Sukhiba’s platform allows orders to be placed, addresses captured and payments made within the chat, with order data synced back into e-commerce systems like Shopify, WooCommerce and enterprise resource planning (ERP) systems. It also integrates over 30 payment gateways, including Peach Payments, Stitch, Stripe, Flutterwave, and Paystack, so that merchants can offer flexible and localised options. 

“We are not necessarily a payment company,” he says. “We are more a payment integrator.”

Andrew Pillay, Sukhiba’s country manager in South Africa, says this strategy fills a significant gap in the local ecosystem. 

“We’re far ahead in making sure our technology suits the local market with options and versatility to tailor further.”

However, South Africa has been slow to adapt. 

“South Africans are very much a copycat culture, often related to the trust factor,” says Pillay. “We’re still dealing with people asking, ‘Is this safe?’ when a website asks for card details.

“I was with a merchant yesterday, a prominent chain with over 300 branches. They were using a system that was built 20 years ago.”

Regulatory differences also play a role, says Gudipati. 

“In India, the payment link is a pop-up inside WhatsApp. It’s a far more seamless experience. In South Africa, that has not yet rolled out.” 

Meta is implementing WhatsApp Pay country by country, running pilots to ensure fraud prevention before rolling out deeper commerce layers. The result is an uneven playing field, where emerging markets like India, Singapore and Brazil lead in adoption, while others trail behind. That adoption gap is beginning to close. 

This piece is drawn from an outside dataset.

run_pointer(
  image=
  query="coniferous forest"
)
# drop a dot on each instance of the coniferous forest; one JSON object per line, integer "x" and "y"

 “Merchants in Kenya, Nigeria and South Africa are now catching up,” says Gudipati. “They are opening to the fact that they can do a lot more on WhatsApp than pure communication or customer service.”

The future, he says, lies in layering artificial intelligence into this channel.

“All a merchant needs is just a single number. Customers can type ‘I need 10 units of sugar,’ and AI turns it into a cart.”

Sukhiba is already deploying such systems, where returning customers are identified and offered discounts, credit, or tailored promotions based on their behaviour. 

The challenge lies in perception. 

“Most retailers still think of WhatsApp as an extension of SMS,” says Gudipati. “They spam broadcasts. Customers treat WhatsApp as a private space. You cannot use it as a spam channel.” 

Sukhiba insists on opt-in mechanisms, where users choose the services they want. That same trust layer, ironically, has made WhatsApp attractive for commerce. 

“WhatsApp has an open rate of 85%. They want to preserve that.”

The challenge is also personal, says Pillay. 

“I’m a Famous Brands fan. But I’m super annoyed at having the Steers app, the Fishaways app, the Debonairs app.

 “One out of five transactions will use WhatsApp tech within two years. One out of seven will be AI-backed.”

As consumers grow fatigued by app overload and merchants wrestle with digital complexity, WhatsApp offers a paradox: a simple front end backed by sophisticated infrastructure. That’s sure to earn a heart emoji.

* Arthur Goldstuck is CEO of World Wide Worx, editor-in-chief of Gadget.co.za, and author of The Hitchhiker’s Guide to AI – The African Edge.